2nd MEDIA MANAGEMENT WEBINAR 2022 (2)
AI Facial Recognition
May, 2022
Online
Media Management Webinar 2022 on May 12th online, free access.
Face recognition at the Netherlands Institute for Sound and Vision – Is it really Harder, Better, Faster, Stronger?
NISV implemented speaker detection and thesaurus label term extraction in 2015 to reduce time spent on manual annotation and to increase the amount of structured and fine-grained access points for media professionals (the broadcasters) in our daily ingested programs. In 2019 face recognition has been thrown into the mix, trying to make automatic annotation “Harder, Better, Faster, Stronger”. Two years later, it’s time to check the status: how well does it work, what’s the quality and quantity, what do our users think about it, what about the challenges on both technological and ethical aspects, and how does NISV apply it compared to other archives that might have similar challenges.

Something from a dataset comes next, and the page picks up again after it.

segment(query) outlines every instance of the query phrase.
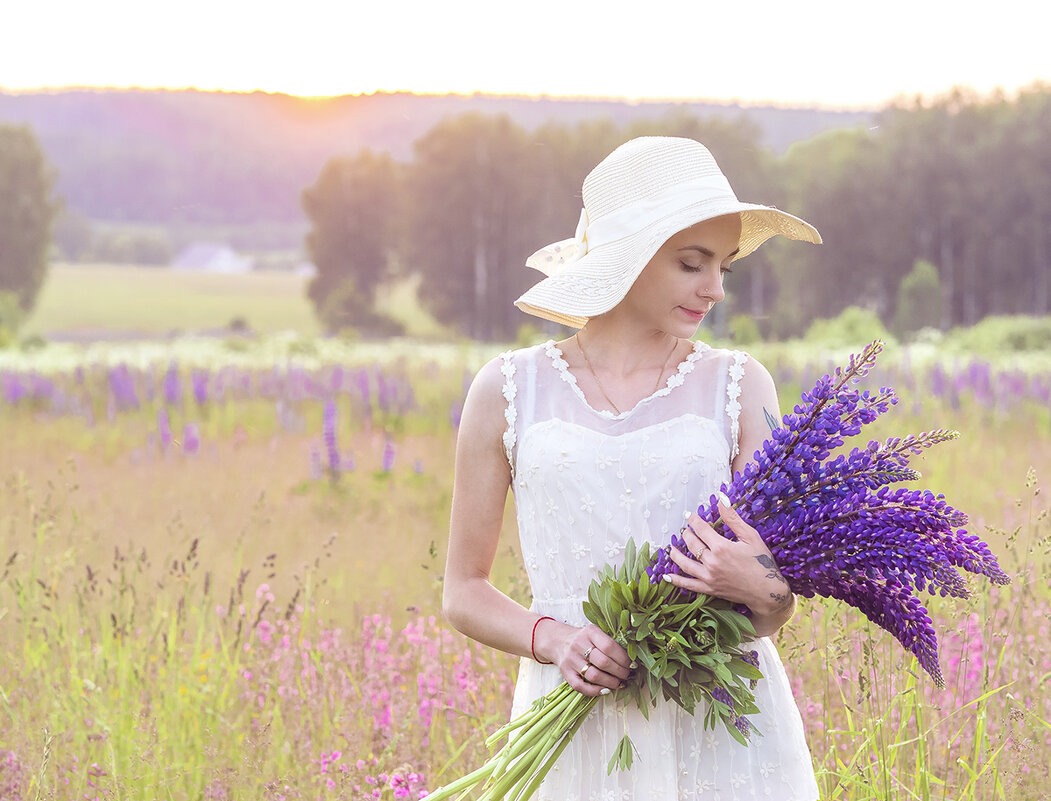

INA Facial recognition: Trombinos
We introduce Trombinos, a face database management system. Thanks to its integrated face recognition model, it allows the user to navigate, cure and expand a large-scale dataset of faces efficiently. The database contains both face images from archived french TV shows and face images obtained through image search engines. It already contains 62 million identified faces belonging to 70 thousand individuals and 540 million faces yet to be identified. Trombinos helps users to efficiently navigate this database, recognize someone based on a picture, retrieve their occurrences amongst the archived TV shows based on their name, and manually enrich or correct the existing annotations. Our system facilitates human-machine interaction; by identifying similar-looking faces, Trombinos allows users to validate them by batch and annotate many faces easily. Furthermore, Trombinos learns from the users’ feedback to improve its face recognition performances in real-time, and in turn to facilitate the future annotations of the user in a virtuous circle. Using Trombinos, a single user can easily assign hundreds of thousands of faces to their correct identities in just a few minutes. While still in continuous development, Trombinos is already used regularly by 5 users at INA to annotate the database.
A look back at the use of facial recognition and other AI techniques at the RTS
AI was introduced and used at RTS for automatic metadata extraction a few years ago. This presentation is an opportunity to look back at some of these tools, particularly facial recognition and visual search, and to discuss their impact on processes and changing practices.